Carmén Chacón, herida casi de muerte política por su no voto en el Congreso en la cuestión del referéndum catalán, vió su oportunidad y lanzó un tuit-misil en la línea de flotación de la Ejecutiva Federal de Rubalcaba. Decía el tuit: “Es insoportable como socialista q cualquier día pero sb todo hoy,vayamos a gobernar Pontevedra por el voto d 1 acosador sexual.Yo, contraria”. Salvado el patinazo geográfico, este tuit reabrió la batalla contra Rubalcaba y supuso un certero golpe -no se si bajo- y el inicio de un nuevo asalto. Don Alfredo y los suyos reculan y obligan a deshacer lo andado. El nuevo alcalde y los ediles socialistas ponferradinos dicen que tarirí que te vi y dejan el PSOE. El secretario de organización del PSOE, Oscar López, asume el marrón y dice que su líder no conocía los detalles. Interviene Griñan, presidente del PSOE, pidiendo responsabilidades y sigue la contienda.

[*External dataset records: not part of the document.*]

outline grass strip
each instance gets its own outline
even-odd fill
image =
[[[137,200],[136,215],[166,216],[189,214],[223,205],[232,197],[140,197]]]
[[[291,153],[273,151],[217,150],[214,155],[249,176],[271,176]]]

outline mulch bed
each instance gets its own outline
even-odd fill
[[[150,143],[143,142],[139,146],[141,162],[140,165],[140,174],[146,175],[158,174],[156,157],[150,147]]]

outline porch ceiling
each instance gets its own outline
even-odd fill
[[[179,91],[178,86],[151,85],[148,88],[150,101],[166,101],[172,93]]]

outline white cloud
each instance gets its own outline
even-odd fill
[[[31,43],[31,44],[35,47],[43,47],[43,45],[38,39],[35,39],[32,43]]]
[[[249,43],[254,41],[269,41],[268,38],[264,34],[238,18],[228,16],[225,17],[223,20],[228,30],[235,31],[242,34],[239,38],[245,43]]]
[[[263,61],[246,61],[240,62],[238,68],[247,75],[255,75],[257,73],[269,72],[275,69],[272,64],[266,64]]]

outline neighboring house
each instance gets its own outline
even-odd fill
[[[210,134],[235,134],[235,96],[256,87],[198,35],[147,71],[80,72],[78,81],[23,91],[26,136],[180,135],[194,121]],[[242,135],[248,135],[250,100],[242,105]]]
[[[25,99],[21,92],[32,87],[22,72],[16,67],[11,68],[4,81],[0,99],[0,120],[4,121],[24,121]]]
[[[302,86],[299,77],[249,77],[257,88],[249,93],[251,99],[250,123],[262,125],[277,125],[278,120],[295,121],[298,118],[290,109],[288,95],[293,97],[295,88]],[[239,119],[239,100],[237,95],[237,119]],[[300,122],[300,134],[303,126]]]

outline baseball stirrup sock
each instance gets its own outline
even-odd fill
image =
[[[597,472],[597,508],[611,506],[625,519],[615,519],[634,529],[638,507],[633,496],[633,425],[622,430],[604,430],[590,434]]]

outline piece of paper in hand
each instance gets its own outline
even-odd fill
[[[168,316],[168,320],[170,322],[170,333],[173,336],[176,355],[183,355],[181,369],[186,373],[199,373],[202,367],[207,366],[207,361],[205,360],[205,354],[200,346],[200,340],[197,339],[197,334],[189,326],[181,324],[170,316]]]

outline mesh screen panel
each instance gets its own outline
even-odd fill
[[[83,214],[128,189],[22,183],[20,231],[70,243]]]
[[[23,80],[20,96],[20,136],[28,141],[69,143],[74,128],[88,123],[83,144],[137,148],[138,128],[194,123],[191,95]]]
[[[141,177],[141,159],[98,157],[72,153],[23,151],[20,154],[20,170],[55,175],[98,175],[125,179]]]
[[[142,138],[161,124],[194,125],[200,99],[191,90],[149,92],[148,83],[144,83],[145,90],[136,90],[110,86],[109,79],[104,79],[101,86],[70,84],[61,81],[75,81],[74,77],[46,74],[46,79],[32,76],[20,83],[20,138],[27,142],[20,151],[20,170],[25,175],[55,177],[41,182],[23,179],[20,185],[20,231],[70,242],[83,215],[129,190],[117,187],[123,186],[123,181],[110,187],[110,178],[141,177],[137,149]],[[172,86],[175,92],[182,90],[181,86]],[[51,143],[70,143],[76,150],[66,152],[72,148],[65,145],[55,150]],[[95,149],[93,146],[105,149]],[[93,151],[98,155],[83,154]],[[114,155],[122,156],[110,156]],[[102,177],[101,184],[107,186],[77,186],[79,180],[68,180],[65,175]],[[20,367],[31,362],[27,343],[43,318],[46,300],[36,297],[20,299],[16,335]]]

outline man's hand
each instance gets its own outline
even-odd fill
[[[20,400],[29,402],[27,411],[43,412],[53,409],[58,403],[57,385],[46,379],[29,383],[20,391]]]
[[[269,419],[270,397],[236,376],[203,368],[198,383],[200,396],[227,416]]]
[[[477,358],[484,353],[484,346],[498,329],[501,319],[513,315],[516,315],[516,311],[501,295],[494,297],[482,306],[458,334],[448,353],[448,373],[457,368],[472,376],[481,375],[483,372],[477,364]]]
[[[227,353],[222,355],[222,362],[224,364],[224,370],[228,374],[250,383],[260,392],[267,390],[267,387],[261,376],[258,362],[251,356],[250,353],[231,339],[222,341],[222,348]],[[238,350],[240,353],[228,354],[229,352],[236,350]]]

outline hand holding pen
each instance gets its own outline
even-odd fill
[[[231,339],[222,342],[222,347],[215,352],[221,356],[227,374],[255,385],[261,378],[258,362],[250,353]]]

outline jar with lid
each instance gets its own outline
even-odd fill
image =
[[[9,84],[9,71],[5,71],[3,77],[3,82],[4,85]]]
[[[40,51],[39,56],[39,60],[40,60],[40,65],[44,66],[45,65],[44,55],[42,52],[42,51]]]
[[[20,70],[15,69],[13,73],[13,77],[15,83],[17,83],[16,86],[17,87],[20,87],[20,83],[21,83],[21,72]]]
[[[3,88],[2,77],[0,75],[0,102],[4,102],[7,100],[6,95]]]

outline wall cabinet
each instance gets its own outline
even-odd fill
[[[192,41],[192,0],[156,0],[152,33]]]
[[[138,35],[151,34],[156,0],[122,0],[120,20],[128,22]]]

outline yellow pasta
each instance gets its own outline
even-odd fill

Además de poner en evidencia el caos organizativo y de dirección del partido socialista, el descontrol por parte de su ejecutiva, la bisoñez de algunos de sus altos dirigentes, la división reinante en el partido y las ganas de batalla sin cuartel de la exministra, deja entrever el caos ideológico de lo políticamente correcto, ya genéticamente incrustado en el socialismo español: Todo acusado goza de la presunción de inocencia y toda condena persigue la reinserción; bueno, maticemos: siempre que no se sea de derechas y que no se haya actuado contra la ideología de genero.